Elle effectue son stage à Sherbrooke, chez Sirois et Gauthier, à la fin duquel elle n’a pas de perspective d’emploi : « J’étais un peu découragée parce que la plupart des finissants avaient déjà une place assurée dans un bureau. » Le découragement sera de courte durée, car sur la rue King Ouest, dans la même bâtisse qui abrite actuellement son bureau, une équipe de cinq ophtalmologistes a besoin d’une opticienne : « Je suis restée avec eux durant neuf ans et j’y étais très heureuse parce que je pouvais me consacrer exclusivement à ce qui me passionne le plus : les verres de contact. » Une expérience très enrichissante pour la jeune opticienne qui avait l’entière responsabilité de ce département. Pourtant, une compression de personnel mettra fin à ce premier emploi.
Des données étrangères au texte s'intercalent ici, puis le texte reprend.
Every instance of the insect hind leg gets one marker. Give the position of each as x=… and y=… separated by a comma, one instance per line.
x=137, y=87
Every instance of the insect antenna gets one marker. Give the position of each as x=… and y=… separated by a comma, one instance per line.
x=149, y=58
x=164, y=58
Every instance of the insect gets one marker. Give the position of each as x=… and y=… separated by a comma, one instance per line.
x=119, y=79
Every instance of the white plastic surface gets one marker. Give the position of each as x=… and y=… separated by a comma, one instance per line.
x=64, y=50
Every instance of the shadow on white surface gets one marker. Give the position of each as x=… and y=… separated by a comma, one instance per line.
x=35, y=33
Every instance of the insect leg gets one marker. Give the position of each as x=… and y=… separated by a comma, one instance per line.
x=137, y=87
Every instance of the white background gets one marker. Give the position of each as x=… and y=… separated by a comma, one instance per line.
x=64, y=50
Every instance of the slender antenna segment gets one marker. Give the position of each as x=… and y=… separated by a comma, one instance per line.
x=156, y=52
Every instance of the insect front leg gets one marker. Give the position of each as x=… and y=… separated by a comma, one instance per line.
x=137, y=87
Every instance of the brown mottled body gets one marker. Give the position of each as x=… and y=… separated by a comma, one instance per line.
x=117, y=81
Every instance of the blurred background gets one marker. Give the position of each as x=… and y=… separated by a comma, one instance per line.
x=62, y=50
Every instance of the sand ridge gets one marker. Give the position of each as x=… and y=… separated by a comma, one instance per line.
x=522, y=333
Esther Béland ne baisse toujours pas les bras. De fait, elle trouve très rapidement une place dans un bureau Farhat qui vient d’ouvrir. Elle y fera un autre passage de neuf années : « Ça été très différent comme expérience professionnelle, mais je pensais déjà à m’installer à mon compte… » Depuis plusieurs mois, le bureau de M. Boucher était à vendre et la jeune opticienne nourrissait secrètement l’espoir de l’acquérir.

Par-delà les obstacles

« Personne n’a jamais su que pendant près de deux ans, j’entreprenais des démarches pour réaliser mon plus grand rêve… même les gens proches de moi n’étaient pas au courant! », ajoute non sans fierté Esther Béland. Les négociations d’achat avec M. Boucher ont duré longtemps avant d’aboutir: « J’ai fait une promesse d’achat à l’automne 2000 et en janvier 2001, j’ai travaillé avec M. Boucher pendant un an, pour faciliter la transition de la clientèle. » L’opticienne ne regrette rien aujourd’hui même si « le manque d’optométristes réduit le nombre de mes clients à qui je veux donner les meilleurs services en optique possible... Mais je demeure optimiste! Et je multiplie les démarches pour inciter un ou une optométriste à joindre mon bureau. »
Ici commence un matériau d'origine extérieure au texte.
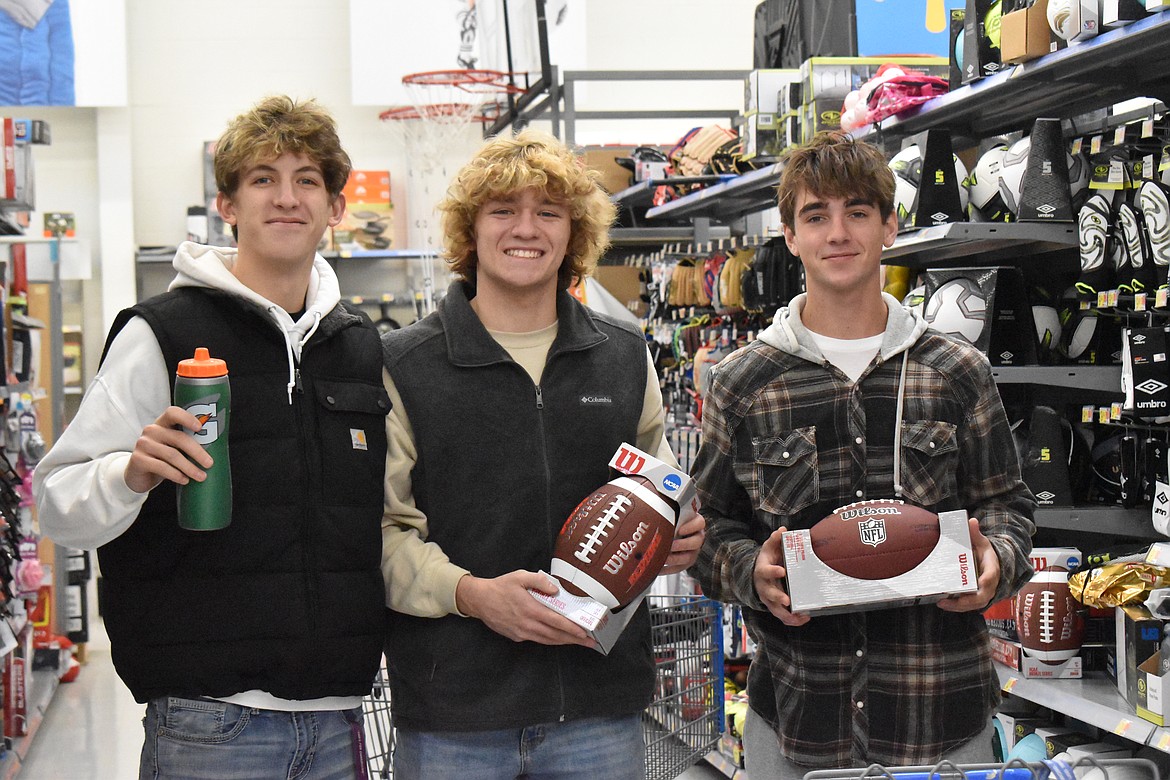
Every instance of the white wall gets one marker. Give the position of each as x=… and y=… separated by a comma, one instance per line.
x=193, y=66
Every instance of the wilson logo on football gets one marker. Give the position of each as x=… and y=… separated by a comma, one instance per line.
x=864, y=511
x=873, y=532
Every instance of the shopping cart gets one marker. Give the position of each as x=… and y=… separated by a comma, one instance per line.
x=685, y=720
x=681, y=725
x=1087, y=767
x=379, y=729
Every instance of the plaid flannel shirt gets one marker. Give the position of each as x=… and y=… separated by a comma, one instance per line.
x=785, y=442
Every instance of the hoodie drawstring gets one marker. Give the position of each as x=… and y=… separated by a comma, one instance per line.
x=897, y=428
x=288, y=347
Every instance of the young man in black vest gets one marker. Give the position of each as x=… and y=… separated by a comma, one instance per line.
x=252, y=646
x=848, y=397
x=510, y=400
« Il y a toujours quelqu’un qui aide quelqu’un en affaires », croit-elle en indiquant qu’elle a pu bénéficier des conseils et de bonnes personnes qui l’entourent et qui l’encouragent à rester en affaires. Même ses clients fidèles font preuve d’une reconnaissance extrême vis-à-vis de son professionnalisme et de son humanité en venant la voir avec leur prescription. Malgré les difficultés, Esther Béland garde espoir. Espoir qu’un jour son bureau se développe et s’agrandisse autour d’une association avec d’autres professionnels qui partagent sa philosophie. En attendant, elle recharge ses batteries en s’adonnant à la marche, à la lecture et à toutes sortes d’activités régénératrices… parce que réaliser un autre rêve, plus grand encore, exige toujours de l’énergie et de la passion.